Need a help on graph related issue

Albert65 · March 19, 2019, 5:18pm

Dear All,
Could anybody suggest a solution to the following problem, which happens in the code below:

....
recon_img = None
input_img = None
all_ones = None
model = ....
....
for ....
    weight = ....
    img_data = ....
    if recon_img is None: recon_img = img_data.clone().to(glo_device)
    if input_img is None: input_img = img_data.clone().to(glo_device)
    if all_ones  is None: all_ones  = img_data.new_ones(img_data.size()).to(glo_device)
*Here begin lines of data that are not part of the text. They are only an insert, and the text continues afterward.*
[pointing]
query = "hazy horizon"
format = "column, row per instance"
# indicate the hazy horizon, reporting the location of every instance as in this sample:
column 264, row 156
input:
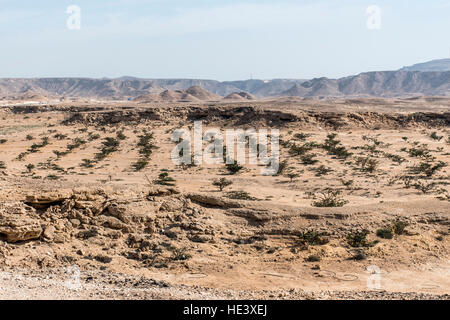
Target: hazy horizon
column 219, row 40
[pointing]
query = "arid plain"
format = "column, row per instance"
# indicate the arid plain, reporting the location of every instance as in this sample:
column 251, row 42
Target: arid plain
column 92, row 206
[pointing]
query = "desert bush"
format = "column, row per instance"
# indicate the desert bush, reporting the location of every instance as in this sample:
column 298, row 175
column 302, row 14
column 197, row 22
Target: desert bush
column 385, row 233
column 347, row 183
column 93, row 136
column 424, row 187
column 30, row 167
column 165, row 180
column 313, row 258
column 233, row 168
column 435, row 136
column 367, row 164
column 399, row 226
column 87, row 163
column 60, row 136
column 427, row 168
column 180, row 254
column 308, row 159
column 240, row 195
column 298, row 150
column 330, row 198
column 120, row 135
column 419, row 152
column 291, row 175
column 301, row 136
column 358, row 239
column 313, row 238
column 140, row 164
column 109, row 145
column 282, row 166
column 222, row 183
column 334, row 148
column 322, row 170
column 395, row 158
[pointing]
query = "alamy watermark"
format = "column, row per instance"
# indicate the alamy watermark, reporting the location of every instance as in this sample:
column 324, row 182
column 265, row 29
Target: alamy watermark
column 228, row 148
column 74, row 19
column 373, row 17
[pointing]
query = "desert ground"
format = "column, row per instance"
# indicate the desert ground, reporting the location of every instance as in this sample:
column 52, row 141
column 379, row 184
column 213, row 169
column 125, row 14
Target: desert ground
column 92, row 206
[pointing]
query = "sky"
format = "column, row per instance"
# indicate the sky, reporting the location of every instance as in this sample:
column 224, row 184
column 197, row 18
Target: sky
column 219, row 39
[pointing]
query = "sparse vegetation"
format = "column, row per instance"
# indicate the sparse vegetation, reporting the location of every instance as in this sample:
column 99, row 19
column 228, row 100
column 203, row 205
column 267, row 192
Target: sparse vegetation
column 330, row 198
column 222, row 183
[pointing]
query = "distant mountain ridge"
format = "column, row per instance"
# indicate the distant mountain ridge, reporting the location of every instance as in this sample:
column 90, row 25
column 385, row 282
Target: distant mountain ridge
column 434, row 65
column 413, row 80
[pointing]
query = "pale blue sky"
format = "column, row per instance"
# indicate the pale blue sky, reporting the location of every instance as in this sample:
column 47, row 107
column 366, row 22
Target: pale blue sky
column 218, row 39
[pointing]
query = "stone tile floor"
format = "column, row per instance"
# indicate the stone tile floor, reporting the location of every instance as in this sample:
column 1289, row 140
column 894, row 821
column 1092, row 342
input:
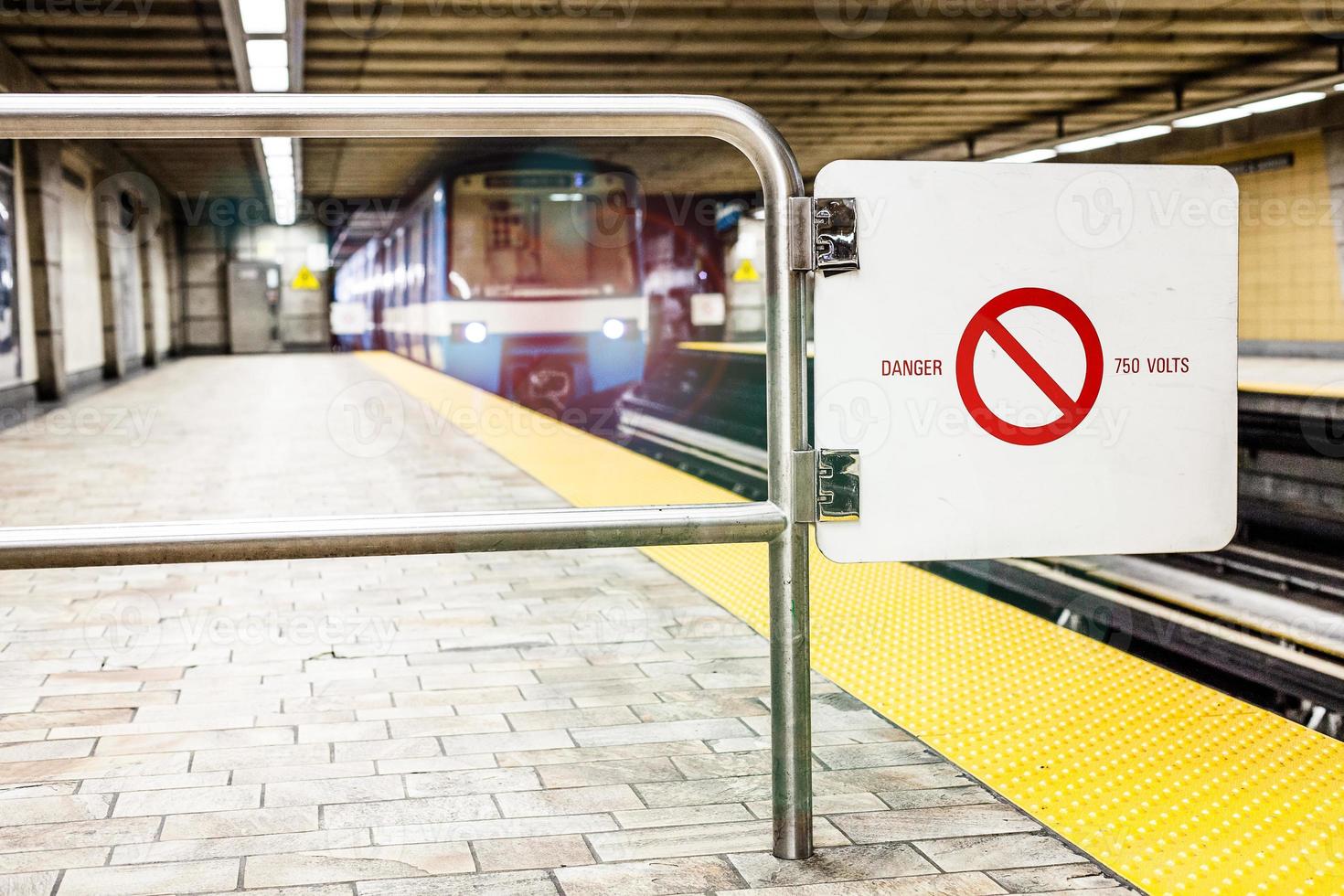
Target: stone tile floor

    input_img[:,:,:] = img_data * weight + recon_img * (all_ones - weight)  ### <-- HERE
    recon_img = model(input_img)

    loss = F.l1_loss(weight * recon_img, weight * img_data, reduction="sum")
    optimizer.zero_grad()
    loss.backward()             ### <-- CRASHES
    optimizer.step()
    ....

If I feed in model the modified image tensor (input_img[:,:,:] = img_data * weight + recon_img * (all_ones - weight)), the error shows up after the second iteration:

learning rate: 0.001
Backend TkAgg is interactive backend. Turning interactive mode on.
loss:524955.6250, frame:10
learning rate: 0.000999
Traceback (most recent call last):
ERROR: ('Trying to backward through the graph a second time, but the buffers have already been freed. Specify retain_graph=True when calling backward the first time.',)
  File "/Users/albert/work/cnn/_bgs_5_history_tanh_feedback.py", line 410, in <module>
    Main(args)
  File "/Users/albert/work/cnn/_bgs_5_history_tanh_feedback.py", line 346, in Main
    loss.backward()
  File "/usr/local/lib/python3.7/site-packages/torch/tensor.py", line 102, in backward
    torch.autograd.backward(self, gradient, retain_graph, create_graph)
  File "/usr/local/lib/python3.7/site-packages/torch/autograd/__init__.py", line 90, in backward
    allow_unreachable=True)  # allow_unreachable flag
RuntimeError: Trying to backward through the graph a second time, but the buffers have already been freed. Specify retain_graph=True when calling backward the first time.

However, if I use just “input_img[:,:,:] = img_data”, everything is fine. I understand that this is a bit bizzare to blend output with the input, but it should be (?) techincally alright. Where do I miss “retain_graph=True”? I would appreciate a suggestive feedback.